Return details of a datablob.

Usage:

$ airt db details [OPTIONS] UUID

Arguments:

  • UUID: Datablob uuid. [required]

Options:

  • -f, --format TEXT: Format output and show only the given column(s) values.
  • -d, --debug: Set logger level to DEBUG and output everything.
  • --help: Show this message and exit.

airt db from-azure-blob-storage

Create and return a datablob that encapsulates the data from an Azure Blob Storage.

Usage:

$ airt db from-azure-blob-storage [OPTIONS] URI

Arguments:

  • URI: Azure Blob Storage URI of the source file. [required]

Options:

  • -c, --credential TEXT: Credential to access the Azure Blob Storage. [required]
  • -cp, --cloud-provider TEXT: The destination cloud storage provider's name to store the datablob. Currently, the API only supports aws and azure as cloud storage providers. If None (default value), then azure will be used as the cloud storage provider.
  • -r, --region TEXT: The destination cloud provider's region to save your datablob. If None (default value) then the default region will be assigned based on the cloud provider. In the case of aws, eu-west-1 will be used and in the case of azure, westeurope will be used. The supported AWS regions are: ap-northeast-1, ap-northeast-2, ap-south-1, ap-southeast-1, ap-southeast-2, ca-central-1, eu-central-1, eu-north-1, eu-west-1, eu-west-2, eu-west-3, sa-east-1, us-east-1, us-east-2, us-west-1, us-west-2. The supported Azure Blob Storage regions are: australiacentral, australiacentral2, australiaeast, australiasoutheast, brazilsouth, canadacentral, canadaeast, centralindia, centralus, eastasia, eastus, eastus2, francecentral, francesouth, germanynorth, germanywestcentral, japaneast, japanwest, koreacentral, koreasouth, northcentralus, northeurope, norwayeast, norwaywest, southafricanorth, southafricawest, southcentralus, southeastasia, southindia, switzerlandnorth, switzerlandwest, uaecentral, uaenorth, uksouth, ukwest, westcentralus, westeurope, westindia, westus, westus2.
  • -t, --tag TEXT: A string to tag the datablob. If not passed, then the tag latest will be assigned to the datablob.
  • -q, --quiet: Output datablob uuid only.
  • -d, --debug: Set logger level to DEBUG and output everything.
  • --help: Show this message and exit.

airt db from-clickhouse

Create and return a datablob that encapsulates the data from a ClickHouse database.

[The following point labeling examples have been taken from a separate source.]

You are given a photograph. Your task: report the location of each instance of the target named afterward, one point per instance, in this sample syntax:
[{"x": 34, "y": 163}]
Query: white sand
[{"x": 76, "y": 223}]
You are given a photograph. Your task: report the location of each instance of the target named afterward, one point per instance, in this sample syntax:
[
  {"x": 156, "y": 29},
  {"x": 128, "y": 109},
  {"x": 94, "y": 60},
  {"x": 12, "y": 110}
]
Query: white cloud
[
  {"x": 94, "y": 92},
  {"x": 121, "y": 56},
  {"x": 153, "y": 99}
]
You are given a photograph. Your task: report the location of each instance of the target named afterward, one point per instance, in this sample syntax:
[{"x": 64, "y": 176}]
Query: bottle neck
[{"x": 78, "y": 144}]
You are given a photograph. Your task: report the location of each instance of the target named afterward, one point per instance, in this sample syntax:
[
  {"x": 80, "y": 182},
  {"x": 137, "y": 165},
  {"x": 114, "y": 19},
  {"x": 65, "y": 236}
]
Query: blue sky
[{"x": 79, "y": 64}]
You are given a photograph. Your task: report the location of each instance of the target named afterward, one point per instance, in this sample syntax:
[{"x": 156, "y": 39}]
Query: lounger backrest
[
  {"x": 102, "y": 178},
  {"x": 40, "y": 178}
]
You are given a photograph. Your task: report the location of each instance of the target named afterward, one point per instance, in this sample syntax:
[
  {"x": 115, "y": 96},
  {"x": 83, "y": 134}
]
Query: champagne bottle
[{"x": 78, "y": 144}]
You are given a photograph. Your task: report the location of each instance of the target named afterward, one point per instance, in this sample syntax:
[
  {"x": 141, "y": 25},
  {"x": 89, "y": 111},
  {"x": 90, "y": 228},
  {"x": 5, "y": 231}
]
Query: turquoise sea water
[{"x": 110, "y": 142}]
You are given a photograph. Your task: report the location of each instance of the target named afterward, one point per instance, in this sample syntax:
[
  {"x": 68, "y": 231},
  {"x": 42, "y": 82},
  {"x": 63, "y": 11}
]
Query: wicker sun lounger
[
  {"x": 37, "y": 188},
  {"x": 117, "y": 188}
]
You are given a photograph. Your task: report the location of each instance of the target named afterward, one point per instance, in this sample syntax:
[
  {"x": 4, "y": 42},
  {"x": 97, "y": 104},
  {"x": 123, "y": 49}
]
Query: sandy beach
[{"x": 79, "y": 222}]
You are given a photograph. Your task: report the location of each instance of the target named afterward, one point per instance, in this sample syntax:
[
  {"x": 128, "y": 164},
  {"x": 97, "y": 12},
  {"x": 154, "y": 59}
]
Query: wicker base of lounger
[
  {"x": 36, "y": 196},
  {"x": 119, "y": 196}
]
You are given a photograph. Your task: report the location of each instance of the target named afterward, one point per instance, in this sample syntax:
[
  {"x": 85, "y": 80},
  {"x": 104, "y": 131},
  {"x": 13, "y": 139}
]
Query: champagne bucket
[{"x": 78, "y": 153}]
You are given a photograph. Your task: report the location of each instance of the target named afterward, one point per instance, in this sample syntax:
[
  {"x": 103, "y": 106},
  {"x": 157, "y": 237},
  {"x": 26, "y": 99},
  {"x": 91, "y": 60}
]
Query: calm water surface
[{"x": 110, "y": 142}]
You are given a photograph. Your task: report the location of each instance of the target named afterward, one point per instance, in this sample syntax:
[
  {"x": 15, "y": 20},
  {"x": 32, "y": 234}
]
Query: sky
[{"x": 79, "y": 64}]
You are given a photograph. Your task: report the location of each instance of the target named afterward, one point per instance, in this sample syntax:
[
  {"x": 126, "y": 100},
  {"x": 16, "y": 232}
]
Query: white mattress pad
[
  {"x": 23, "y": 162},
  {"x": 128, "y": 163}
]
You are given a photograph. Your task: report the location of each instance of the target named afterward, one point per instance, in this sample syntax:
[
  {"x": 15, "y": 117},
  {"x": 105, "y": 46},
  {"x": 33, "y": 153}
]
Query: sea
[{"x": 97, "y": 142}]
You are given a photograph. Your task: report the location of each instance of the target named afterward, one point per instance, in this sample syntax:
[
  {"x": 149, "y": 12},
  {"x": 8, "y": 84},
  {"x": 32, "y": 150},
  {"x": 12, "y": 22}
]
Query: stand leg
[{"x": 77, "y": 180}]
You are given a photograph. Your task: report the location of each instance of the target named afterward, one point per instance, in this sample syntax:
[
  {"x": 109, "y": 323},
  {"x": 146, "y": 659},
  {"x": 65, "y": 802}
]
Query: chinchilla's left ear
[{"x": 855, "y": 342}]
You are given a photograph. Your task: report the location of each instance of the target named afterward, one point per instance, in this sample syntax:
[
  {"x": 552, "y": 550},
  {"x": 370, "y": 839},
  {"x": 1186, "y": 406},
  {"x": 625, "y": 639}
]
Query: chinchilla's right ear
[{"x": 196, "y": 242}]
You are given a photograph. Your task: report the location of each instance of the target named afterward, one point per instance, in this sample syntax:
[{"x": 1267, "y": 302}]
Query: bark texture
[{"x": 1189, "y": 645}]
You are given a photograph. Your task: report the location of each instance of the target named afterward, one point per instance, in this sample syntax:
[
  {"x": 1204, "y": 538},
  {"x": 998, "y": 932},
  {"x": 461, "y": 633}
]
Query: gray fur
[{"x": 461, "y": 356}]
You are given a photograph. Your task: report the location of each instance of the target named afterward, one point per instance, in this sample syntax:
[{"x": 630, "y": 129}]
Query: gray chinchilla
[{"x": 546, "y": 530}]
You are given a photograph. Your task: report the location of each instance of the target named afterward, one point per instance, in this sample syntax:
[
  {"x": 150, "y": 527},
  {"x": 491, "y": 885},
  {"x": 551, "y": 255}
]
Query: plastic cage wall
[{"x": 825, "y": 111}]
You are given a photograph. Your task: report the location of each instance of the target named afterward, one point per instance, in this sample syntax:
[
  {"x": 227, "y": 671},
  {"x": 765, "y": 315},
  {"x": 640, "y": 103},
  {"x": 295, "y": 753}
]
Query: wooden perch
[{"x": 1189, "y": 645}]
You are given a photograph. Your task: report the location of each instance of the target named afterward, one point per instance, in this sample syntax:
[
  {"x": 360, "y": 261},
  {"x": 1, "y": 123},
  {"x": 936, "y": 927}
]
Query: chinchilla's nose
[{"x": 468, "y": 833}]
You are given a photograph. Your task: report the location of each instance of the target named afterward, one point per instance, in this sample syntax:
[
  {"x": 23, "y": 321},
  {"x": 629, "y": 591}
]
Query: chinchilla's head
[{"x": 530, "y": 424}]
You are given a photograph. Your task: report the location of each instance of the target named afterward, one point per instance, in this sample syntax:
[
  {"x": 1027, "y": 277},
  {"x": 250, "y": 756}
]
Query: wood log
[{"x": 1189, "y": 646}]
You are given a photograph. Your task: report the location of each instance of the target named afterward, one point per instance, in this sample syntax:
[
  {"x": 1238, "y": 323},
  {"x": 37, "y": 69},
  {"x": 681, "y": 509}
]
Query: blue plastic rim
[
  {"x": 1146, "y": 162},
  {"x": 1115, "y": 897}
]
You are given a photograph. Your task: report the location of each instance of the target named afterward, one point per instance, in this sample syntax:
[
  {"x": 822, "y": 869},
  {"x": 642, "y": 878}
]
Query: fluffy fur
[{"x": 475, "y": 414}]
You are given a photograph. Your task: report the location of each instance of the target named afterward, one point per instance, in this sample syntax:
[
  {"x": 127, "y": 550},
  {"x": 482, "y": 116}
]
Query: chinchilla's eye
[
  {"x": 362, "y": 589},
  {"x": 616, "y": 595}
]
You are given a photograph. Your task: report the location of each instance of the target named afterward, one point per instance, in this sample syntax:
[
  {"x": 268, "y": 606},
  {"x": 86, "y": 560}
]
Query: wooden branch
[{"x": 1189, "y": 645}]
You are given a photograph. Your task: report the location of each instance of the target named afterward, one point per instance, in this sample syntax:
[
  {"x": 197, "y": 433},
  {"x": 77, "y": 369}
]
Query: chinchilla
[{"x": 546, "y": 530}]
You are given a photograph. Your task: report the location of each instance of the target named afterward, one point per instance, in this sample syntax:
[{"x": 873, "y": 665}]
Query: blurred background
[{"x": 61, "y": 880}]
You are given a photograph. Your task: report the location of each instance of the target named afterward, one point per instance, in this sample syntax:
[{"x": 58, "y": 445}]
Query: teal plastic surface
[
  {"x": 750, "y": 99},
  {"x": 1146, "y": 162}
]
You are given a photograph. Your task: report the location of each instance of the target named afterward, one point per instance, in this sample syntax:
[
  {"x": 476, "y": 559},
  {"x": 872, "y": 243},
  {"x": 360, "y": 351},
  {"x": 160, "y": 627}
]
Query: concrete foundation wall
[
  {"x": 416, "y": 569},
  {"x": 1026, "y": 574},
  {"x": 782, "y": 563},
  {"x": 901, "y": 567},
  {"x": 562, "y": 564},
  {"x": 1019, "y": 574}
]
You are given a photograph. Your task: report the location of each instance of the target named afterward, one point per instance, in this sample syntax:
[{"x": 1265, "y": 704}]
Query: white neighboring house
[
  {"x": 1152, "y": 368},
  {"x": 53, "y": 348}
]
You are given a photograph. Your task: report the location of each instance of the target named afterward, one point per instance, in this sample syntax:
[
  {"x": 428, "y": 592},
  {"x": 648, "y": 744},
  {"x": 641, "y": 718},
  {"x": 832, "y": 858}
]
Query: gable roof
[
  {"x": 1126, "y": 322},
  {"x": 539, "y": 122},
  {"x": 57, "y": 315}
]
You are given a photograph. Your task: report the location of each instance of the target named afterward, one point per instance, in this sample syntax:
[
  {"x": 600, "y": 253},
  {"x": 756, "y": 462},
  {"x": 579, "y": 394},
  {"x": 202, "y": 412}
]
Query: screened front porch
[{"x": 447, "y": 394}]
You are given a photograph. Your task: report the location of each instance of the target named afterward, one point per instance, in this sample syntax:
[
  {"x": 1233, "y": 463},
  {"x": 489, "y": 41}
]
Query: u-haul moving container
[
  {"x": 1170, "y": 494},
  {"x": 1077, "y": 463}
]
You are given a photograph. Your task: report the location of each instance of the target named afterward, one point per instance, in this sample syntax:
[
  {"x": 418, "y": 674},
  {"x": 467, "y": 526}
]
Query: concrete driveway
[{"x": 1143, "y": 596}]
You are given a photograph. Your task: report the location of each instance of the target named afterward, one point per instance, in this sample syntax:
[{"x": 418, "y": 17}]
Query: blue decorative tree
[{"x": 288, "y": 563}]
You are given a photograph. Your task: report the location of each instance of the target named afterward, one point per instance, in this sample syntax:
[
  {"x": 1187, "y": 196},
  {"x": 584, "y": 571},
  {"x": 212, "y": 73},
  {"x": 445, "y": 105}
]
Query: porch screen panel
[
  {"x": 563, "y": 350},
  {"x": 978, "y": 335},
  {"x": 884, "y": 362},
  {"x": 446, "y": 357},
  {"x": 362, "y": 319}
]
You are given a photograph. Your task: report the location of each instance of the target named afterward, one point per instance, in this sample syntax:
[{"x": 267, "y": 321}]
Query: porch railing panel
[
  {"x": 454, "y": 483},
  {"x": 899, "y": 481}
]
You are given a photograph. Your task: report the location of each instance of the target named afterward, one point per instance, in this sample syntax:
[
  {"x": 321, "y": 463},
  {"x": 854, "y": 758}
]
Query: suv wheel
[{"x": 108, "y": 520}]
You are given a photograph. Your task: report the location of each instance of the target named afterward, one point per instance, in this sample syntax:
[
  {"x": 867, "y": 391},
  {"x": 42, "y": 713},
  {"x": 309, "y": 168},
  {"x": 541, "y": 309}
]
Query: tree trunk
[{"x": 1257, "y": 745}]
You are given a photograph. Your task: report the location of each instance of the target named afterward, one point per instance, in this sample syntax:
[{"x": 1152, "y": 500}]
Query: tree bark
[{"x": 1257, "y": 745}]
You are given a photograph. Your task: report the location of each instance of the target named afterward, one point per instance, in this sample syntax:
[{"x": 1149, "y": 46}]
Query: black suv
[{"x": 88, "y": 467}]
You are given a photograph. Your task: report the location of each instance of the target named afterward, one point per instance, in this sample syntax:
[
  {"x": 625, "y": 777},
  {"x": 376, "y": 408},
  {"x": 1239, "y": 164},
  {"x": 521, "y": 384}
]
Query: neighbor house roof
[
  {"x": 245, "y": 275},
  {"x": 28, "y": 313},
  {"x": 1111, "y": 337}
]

If the database requires authentication, pass the username/password as commandline arguments or store it in the CLICKHOUSE_USERNAME and CLICKHOUSE_PASSWORD environment variables.

Usage:

$ airt db from-clickhouse [OPTIONS]

Options:

  • --host TEXT: Remote database host name. [required]
  • --database TEXT: Database name. [required]
  • --table TEXT: Table name. [required]
  • --protocol TEXT: Protocol to use. The valid values are "native" and "http". [required]
  • --index-column TEXT: The column to use as index (row labels). [required]
  • --timestamp-column TEXT: Timestamp column name in the tabel. [required]
  • --port INTEGER: Host port number. If not passed, then the default value 0 will be used. [default: 0]
  • -cp, --cloud-provider TEXT: The destination cloud storage provider's name to store the datablob. Currently, the API only supports aws and azure as cloud storage providers. If None (default value), then aws will be used as the cloud storage provider.
  • -r, --region TEXT: The destination cloud provider's region to save your datablob. If None (default value) then the default region will be assigned based on the cloud provider. In the case of aws, eu-west-1 will be used and in the case of azure, westeurope will be used. The supported AWS regions are: ap-northeast-1, ap-northeast-2, ap-south-1, ap-southeast-1, ap-southeast-2, ca-central-1, eu-central-1, eu-north-1, eu-west-1, eu-west-2, eu-west-3, sa-east-1, us-east-1, us-east-2, us-west-1, us-west-2. The supported Azure Blob Storage regions are: australiacentral, australiacentral2, australiaeast, australiasoutheast, brazilsouth, canadacentral, canadaeast, centralindia, centralus, eastasia, eastus, eastus2, francecentral, francesouth, germanynorth, germanywestcentral, japaneast, japanwest, koreacentral, koreasouth, northcentralus, northeurope, norwayeast, norwaywest, southafricanorth, southafricawest, southcentralus, southeastasia, southindia, switzerlandnorth, switzerlandwest, uaecentral, uaenorth, uksouth, ukwest, westcentralus, westeurope, westindia, westus, westus2.
  • -u, --username TEXT: Database username. If not passed, the default value 'root' will be used unless the value is explicitly set in the environment variable CLICKHOUSE_USERNAME.
  • -p, --password TEXT: Database password. If not passed, the default value '' will be used unless the value is explicitly set in the environment variable CLICKHOUSE_PASSWORD.
  • -f, --filters-json TEXT: Additional parameters to be used when importing data. For example, if you want to filter and extract data only for a specific user_id, pass '{"user_id": 1}'.
  • -t, --tag TEXT: A string to tag the datablob. If not passed, then the tag latest will be assigned to the datablob.
  • -q, --quiet: Output datablob uuid only.
  • -d, --debug: Set logger level to DEBUG and output everything.
  • --help: Show this message and exit.

airt db from-local

Create and return a datablob from local csv file.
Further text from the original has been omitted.